En el ámbar de Chiapas —cuenta Carbot Chanona— se han identificado cerca de 290 tipos de artrópodos, entre los que se cuentan ciempiés, ácaros, arañas e insectos; además de plantas, como la Hymenaea allendis. También se halló a una de las pocas ranas que existe en el mundo fosilizadas en ámbar y muchos organismos acuáticos, como ostrácodos y anfípodos.
—¿Por qué hay crustáceos en el ámbar de Chiapas?
—Hay muchos elementos que nos hacen pensar que la resina de los bosques de Hymenaea caía en cuerpos de agua, en esteros. Poco a poco están saliendo claves de que había cavernas en donde escurría el agua y la resina —explica Francisco Vega, especialista en crustáceos fósiles e investigador del Instituto de Geología de la UNAM.
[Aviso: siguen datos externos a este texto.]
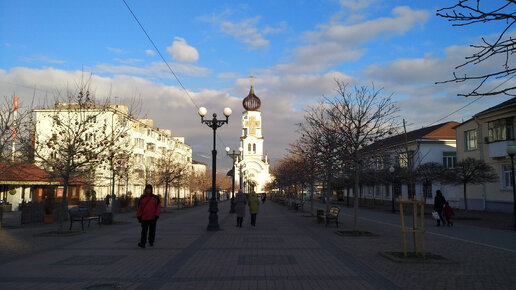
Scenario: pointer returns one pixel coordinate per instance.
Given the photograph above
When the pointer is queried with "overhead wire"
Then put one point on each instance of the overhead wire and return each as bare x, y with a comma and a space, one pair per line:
468, 104
159, 53
166, 63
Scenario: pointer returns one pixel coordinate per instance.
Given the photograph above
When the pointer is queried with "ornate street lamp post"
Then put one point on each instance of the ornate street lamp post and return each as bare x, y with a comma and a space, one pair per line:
511, 151
213, 224
391, 170
234, 156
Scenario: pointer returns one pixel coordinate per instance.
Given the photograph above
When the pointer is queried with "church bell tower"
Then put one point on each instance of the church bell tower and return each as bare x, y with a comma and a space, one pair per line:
254, 161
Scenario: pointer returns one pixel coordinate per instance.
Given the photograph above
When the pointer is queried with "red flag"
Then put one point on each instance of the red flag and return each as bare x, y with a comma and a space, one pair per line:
13, 131
15, 104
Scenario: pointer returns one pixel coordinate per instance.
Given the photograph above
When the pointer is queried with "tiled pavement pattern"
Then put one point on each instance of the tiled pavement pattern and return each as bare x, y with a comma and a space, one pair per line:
286, 250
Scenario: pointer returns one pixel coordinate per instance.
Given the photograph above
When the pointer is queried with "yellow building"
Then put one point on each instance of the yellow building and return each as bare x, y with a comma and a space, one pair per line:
485, 137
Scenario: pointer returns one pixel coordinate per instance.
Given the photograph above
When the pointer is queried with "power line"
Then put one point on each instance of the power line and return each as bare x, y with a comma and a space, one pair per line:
471, 101
159, 52
162, 58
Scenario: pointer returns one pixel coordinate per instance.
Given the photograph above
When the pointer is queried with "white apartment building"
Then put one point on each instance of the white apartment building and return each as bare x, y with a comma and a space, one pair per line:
137, 147
429, 144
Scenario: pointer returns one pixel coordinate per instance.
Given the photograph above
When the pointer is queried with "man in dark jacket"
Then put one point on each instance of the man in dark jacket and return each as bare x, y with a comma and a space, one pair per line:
149, 208
439, 202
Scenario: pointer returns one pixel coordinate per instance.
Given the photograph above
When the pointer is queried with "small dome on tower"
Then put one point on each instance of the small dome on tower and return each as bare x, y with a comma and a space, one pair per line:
252, 102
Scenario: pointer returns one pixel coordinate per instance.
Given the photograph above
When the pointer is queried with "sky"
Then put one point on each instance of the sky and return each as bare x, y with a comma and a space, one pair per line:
295, 49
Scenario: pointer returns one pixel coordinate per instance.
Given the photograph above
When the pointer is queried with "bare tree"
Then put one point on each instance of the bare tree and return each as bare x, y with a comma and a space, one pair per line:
74, 138
172, 171
15, 131
471, 171
361, 114
501, 48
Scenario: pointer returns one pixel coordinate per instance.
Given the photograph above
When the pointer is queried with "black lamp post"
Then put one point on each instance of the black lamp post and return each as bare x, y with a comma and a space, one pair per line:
391, 170
213, 224
511, 151
234, 156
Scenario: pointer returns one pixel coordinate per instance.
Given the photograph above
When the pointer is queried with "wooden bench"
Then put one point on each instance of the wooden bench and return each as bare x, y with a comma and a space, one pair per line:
298, 204
330, 216
81, 214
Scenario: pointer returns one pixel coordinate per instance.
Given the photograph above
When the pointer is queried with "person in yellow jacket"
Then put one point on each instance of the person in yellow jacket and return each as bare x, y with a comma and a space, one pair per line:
254, 205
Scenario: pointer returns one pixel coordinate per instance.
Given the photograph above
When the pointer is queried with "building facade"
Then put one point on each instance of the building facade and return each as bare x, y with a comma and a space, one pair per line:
254, 164
406, 152
485, 137
135, 154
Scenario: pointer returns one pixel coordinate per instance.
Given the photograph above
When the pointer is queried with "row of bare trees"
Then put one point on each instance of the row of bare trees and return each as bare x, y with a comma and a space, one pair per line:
84, 139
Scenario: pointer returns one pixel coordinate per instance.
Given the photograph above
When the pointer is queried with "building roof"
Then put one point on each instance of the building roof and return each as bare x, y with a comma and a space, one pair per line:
443, 131
24, 173
507, 104
30, 174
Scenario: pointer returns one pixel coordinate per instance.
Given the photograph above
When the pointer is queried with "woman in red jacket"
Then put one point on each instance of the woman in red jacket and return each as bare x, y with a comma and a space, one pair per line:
148, 212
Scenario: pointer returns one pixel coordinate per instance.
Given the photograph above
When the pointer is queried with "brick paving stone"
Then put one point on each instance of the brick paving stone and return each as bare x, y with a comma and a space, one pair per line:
284, 251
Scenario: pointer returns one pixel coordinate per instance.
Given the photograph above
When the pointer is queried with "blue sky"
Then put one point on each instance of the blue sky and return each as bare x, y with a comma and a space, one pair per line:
295, 48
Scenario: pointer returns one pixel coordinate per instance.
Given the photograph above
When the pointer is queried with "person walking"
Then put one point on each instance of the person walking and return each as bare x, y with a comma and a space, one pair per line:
149, 209
240, 203
439, 202
254, 204
447, 213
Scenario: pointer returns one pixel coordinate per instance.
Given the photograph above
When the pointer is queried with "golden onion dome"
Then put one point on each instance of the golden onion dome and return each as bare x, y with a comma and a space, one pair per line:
252, 102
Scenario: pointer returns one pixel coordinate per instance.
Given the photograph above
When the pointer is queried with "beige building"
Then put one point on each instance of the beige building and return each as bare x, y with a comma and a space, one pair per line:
143, 143
485, 137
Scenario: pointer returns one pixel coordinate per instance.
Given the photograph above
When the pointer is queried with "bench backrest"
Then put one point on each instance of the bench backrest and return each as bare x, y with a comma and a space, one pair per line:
79, 212
334, 211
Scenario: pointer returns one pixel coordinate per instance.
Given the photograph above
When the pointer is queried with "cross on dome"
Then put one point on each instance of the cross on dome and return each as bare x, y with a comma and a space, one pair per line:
252, 102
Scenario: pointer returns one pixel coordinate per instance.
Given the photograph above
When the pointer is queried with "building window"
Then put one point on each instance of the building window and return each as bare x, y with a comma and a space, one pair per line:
500, 130
507, 176
470, 140
449, 159
427, 189
403, 160
396, 189
411, 190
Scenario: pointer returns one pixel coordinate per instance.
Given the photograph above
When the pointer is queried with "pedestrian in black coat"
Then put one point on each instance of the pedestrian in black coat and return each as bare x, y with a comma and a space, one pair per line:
439, 202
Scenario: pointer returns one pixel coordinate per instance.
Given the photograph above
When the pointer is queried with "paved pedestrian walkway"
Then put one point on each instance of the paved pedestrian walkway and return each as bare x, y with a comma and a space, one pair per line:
286, 250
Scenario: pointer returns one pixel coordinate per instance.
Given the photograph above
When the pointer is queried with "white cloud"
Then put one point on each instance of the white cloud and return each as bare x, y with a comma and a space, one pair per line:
245, 31
155, 69
181, 51
115, 50
227, 75
354, 5
335, 43
129, 60
42, 58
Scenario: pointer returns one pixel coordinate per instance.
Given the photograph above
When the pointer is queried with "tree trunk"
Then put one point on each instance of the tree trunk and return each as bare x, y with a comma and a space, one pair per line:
64, 203
465, 198
178, 202
312, 197
355, 200
166, 193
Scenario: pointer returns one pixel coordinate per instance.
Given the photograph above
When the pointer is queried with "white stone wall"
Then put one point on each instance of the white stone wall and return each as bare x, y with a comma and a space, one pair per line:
140, 132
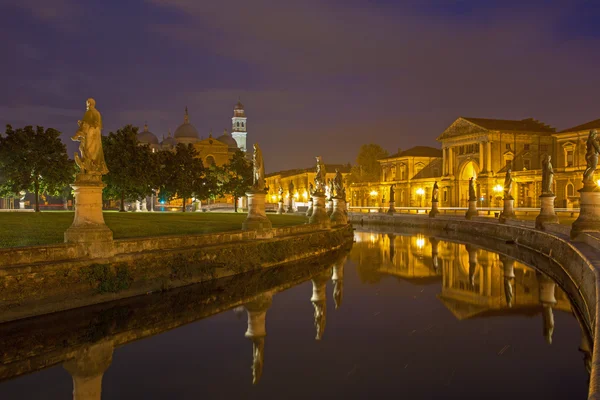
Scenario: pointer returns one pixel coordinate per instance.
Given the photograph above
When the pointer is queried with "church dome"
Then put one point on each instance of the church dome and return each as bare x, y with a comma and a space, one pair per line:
186, 130
147, 137
228, 140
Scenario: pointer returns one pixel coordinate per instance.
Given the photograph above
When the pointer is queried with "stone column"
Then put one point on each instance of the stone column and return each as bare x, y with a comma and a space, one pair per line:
88, 226
434, 209
338, 282
319, 215
472, 211
589, 212
309, 210
547, 299
257, 217
547, 213
508, 212
509, 275
87, 368
257, 331
319, 301
338, 216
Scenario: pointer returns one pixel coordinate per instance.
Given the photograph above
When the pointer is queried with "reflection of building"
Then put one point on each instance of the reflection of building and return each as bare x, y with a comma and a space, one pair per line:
483, 148
475, 283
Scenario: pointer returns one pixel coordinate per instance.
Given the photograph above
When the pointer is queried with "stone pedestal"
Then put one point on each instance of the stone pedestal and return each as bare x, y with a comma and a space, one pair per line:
319, 215
338, 217
392, 209
472, 211
309, 210
547, 213
508, 212
87, 368
589, 214
434, 210
88, 226
257, 218
329, 207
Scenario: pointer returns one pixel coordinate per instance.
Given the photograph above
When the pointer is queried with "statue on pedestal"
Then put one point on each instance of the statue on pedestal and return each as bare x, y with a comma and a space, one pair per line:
338, 184
320, 176
547, 176
258, 168
508, 185
472, 194
435, 192
89, 136
591, 158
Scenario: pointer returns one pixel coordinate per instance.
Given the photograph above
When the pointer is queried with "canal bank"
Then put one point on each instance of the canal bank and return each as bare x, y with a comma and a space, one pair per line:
579, 261
43, 279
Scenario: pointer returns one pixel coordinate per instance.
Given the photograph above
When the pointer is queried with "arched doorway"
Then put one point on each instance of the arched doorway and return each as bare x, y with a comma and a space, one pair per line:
469, 169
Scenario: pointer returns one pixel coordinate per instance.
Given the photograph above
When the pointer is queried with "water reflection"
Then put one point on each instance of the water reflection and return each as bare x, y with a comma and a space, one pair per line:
470, 282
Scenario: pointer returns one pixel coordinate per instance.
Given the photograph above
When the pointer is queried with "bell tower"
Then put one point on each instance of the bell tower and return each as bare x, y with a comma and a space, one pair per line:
238, 126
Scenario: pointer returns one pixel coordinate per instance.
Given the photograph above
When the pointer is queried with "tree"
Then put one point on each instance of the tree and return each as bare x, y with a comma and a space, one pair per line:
131, 166
35, 160
367, 167
239, 171
184, 172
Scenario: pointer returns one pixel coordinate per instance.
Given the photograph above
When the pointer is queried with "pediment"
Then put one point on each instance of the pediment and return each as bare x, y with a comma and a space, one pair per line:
461, 127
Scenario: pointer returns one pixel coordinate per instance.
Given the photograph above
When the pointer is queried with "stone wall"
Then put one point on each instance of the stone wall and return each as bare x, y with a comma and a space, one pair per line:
573, 270
43, 279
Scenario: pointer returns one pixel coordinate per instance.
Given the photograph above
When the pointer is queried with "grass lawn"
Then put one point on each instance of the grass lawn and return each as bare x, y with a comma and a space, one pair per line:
30, 229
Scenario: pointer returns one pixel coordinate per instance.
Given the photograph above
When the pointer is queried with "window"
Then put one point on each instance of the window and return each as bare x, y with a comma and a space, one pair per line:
569, 158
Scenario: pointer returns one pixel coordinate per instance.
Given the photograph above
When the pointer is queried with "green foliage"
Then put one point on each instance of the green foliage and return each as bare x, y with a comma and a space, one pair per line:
107, 278
34, 160
367, 167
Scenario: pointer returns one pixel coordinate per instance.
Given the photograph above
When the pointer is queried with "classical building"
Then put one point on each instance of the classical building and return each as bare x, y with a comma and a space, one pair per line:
484, 149
301, 179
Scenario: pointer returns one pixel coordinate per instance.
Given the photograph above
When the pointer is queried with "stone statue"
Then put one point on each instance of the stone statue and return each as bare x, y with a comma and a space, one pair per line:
91, 158
320, 176
547, 175
435, 192
338, 184
591, 158
472, 194
258, 164
508, 185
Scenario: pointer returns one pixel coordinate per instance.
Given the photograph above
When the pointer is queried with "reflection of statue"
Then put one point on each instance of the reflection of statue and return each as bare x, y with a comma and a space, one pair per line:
338, 184
547, 176
320, 176
472, 195
258, 169
591, 158
508, 185
89, 137
435, 192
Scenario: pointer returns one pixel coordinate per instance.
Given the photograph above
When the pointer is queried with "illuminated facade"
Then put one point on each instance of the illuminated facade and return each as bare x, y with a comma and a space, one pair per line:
484, 149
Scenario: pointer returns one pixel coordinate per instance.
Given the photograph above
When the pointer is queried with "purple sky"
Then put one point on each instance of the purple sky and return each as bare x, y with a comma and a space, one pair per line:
316, 77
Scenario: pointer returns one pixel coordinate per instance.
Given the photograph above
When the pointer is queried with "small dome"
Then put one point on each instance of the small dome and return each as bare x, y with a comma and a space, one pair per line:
147, 137
228, 140
186, 130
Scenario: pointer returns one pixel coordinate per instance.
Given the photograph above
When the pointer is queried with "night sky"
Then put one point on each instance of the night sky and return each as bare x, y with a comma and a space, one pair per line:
316, 77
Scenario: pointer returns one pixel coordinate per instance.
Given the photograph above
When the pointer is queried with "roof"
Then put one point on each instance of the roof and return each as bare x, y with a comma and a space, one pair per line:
417, 151
504, 125
595, 124
330, 168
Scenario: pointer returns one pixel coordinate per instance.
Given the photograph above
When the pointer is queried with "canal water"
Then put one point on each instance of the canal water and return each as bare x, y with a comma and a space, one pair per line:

En su cubículo, ubicado en Ciudad Universitaria, Vega muestra fotografías de algunos de los 60 ejemplares de organismos acuáticos que ha identificado en el ámbar de Chiapas —todos ellos estudiados por Lourdes Serrano, como parte de su tesis de doctorado—, entre los que se encuentran un milimétrico cangrejo, extremadamente raro como inclusión en ámbar.
—El ámbar es el método de fosilización más cercano a tener el organismo vivo. Además de permitirnos tener información para saber si es una especie nueva o no, también otorga elementos sobre el clima y los ecosistemas que existían. Desde el punto de vista evolutivo, nos brinda datos sobre qué especies han logrado sobrevivir durante 23 millones de años y por qué otras no lo hicieron —reflexiona Vega.
Hace tiempo, los científicos no tenían muchos problemas para adquirir piezas de ámbar con inclusiones (restos de organismos). Eso cambió, sobre todo cuando muchos extranjeros comenzaron a interesarse en comprar ámbar.
—A mí me han escrito chinos pidiéndome que les ayude a conseguir ámbar. Ahora, el ámbar se vende al mejor postor y ahí los investigadores mexicanos salimos perdiendo, porque no podemos pagar piezas que llegan a costar hasta 100,000 pesos —lamenta Vega.
El problema de los altos costos del ámbar —menciona Gerardo Carbot— es que muchas piezas con valor científico terminan en colecciones privadas y eso hace más difícil su estudio.
El alto costo de la resina fósil, sobre todo aquella que tiene inclusiones, ha propiciado la existencia de un mercado de falsificación de ámbar. Incluso, los investigadores comentan que se venden piezas falsas con supuestas inclusiones de insectos u otros animales.